"My thoughts turn to the day when I felt love
war in me, for the first time, and I said:
‘Ah, if this is love, how it torments me!"
In "First Love," Leopardi reflects upon his first romance and how it made him feel. It is clear that this relationship not only inspired intense feelings for the young Leopardi, but also caused him considerable grief. In this poem, Leopardi explores loss, innocence, grief and love, and how the feelings of affection and bitterness exist paradoxically in the heart of a young man.

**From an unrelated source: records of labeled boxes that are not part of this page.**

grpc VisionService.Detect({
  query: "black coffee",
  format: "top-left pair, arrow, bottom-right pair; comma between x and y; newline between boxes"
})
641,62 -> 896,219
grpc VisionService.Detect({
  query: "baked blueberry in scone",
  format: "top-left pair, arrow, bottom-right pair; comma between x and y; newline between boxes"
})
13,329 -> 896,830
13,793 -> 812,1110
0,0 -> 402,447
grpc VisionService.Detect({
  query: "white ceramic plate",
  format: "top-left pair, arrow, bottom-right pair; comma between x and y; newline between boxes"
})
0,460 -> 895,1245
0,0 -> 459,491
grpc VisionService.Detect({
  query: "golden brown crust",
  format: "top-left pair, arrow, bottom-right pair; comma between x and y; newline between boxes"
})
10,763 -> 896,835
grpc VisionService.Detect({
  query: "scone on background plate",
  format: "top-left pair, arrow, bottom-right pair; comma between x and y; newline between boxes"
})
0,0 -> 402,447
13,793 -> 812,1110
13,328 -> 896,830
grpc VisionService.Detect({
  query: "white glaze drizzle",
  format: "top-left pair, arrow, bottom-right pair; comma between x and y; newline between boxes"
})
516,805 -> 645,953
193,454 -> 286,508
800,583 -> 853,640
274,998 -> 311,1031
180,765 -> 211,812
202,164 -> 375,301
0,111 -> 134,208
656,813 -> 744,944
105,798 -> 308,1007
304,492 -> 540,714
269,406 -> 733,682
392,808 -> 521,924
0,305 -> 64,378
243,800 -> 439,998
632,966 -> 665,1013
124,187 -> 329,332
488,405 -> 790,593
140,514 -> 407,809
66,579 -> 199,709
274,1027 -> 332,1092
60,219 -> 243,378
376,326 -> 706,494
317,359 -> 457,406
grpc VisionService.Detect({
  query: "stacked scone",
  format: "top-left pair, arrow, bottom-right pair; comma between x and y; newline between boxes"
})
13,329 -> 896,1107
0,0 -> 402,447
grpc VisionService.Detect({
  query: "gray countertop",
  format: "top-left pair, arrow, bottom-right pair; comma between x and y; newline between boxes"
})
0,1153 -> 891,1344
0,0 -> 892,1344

Attacked, and conquered, by secret disease,
you died, my tenderest one, and did not see
your years flower, or feel your heart moved,
by sweet praise of your black hair
your shy, loving looks.
In this poem, Leopardi writes about a young woman called Sylvia who has succumbed to tuberculosis. He describes how this "secret disease," led to her demise, describing the cruel loss of life. This death is depicted as a symbol of the poet's feelings of disillusionment and regret in the real world.
"Why are you there, Moon, in the sky? Tell me
why you are there, silent Moon."
This quote is taken from Leopardi's poem "Night-song of a Wandering Shepherd of Asia," in which the poet writes from the perspective of a herder. The herder is in dialogue with the moon in this poem, questioning its existence and using rich symbolism to describe the celestial being.